2. Räumliche Situation in der Pflegefamilie Die räumliche Situation in der Pflegefamilie wurde vor der Übertragung der Vollzeitpflege für Anna in fachlicher Hinsicht auf die Eignung hin untersucht. Seitens des Jugendamtes fanden zudem während der Pflegezeit mehrere Besuche in der Wohnung zur Überprüfung der Situation statt. Entgegen anderslautender Berichte hatte Anna ein eigenes Zimmer.
3. Hausbesuche in der Pflegefamilie Im Rahmen der Betreuung von Pflegekind und Pflegefamilie fanden regelmäßige Hausbesuche durch das Jugendamt und später durch den betreuenden Fachdienst der Diakonie statt, bei denen sich keine Anhaltspunkte oder Verdachtsmomente für ein Fehlverhalten oder gar eine Kindeswohlgefährdung in der Pflegefamilie ergeben haben.
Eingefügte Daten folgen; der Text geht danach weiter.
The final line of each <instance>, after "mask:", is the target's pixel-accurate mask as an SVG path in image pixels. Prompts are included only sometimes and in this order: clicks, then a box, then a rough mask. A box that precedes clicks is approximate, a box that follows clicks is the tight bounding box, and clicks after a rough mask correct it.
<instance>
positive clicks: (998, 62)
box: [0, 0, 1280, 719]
4. Berichterstattung über Kontakte zwischen Schule und Jugendamt Die Darstellung in den Medien insbesondere über die Anzahl der Kontakte zwischen der Schule und dem Jugendamt ausgehend von einem Interview des WDR mit dem Schulleiter am 17.8.2010 ist nachweislich falsch. Der Schulleiter hat gegenüber der Stadt Königswinter am 18.8.2010 erklärt, dass es lediglich einen Kontakt gegeben habe. Dieser Kontakt und das sich anschließende gemeinsame Gespräch, in dem auch später umgesetzte Maßnahmen vereinbart wurden, sind hier aktenkundig. Zu dem Gespräch hat das Jugendamt in die Schule eingeladen. Aus den Aussagen des Schulleiters in dem Interview lässt sich auch nichts anderes entnehmen. Im Übrigen habe er sich nicht initiativ zu Wort gemeldet, sondern der WDR sei mit einem Interviewwunsch an ihn herangetreten.
Es ist bedauerlich, dass es in den vergangenen Tagen zu einer Berichtserstattung gekommen ist, die die Sachverhalte unzutreffend und in verzerrter Weise wiedergeben. Dies wird der Ernsthaftigkeit der Angelegenheit nicht gerecht. Im Übrigen verweist die Stadt Königswinter auf die Inhalte aus der Pressemitteilung anlässlich der Sondersitzung des Jugendhilfeausschusses vom 3.8.2010, die – wie diese aktuelle Presseerklärung auch – im Internet unter www.koenigswinter.de abrufbar ist.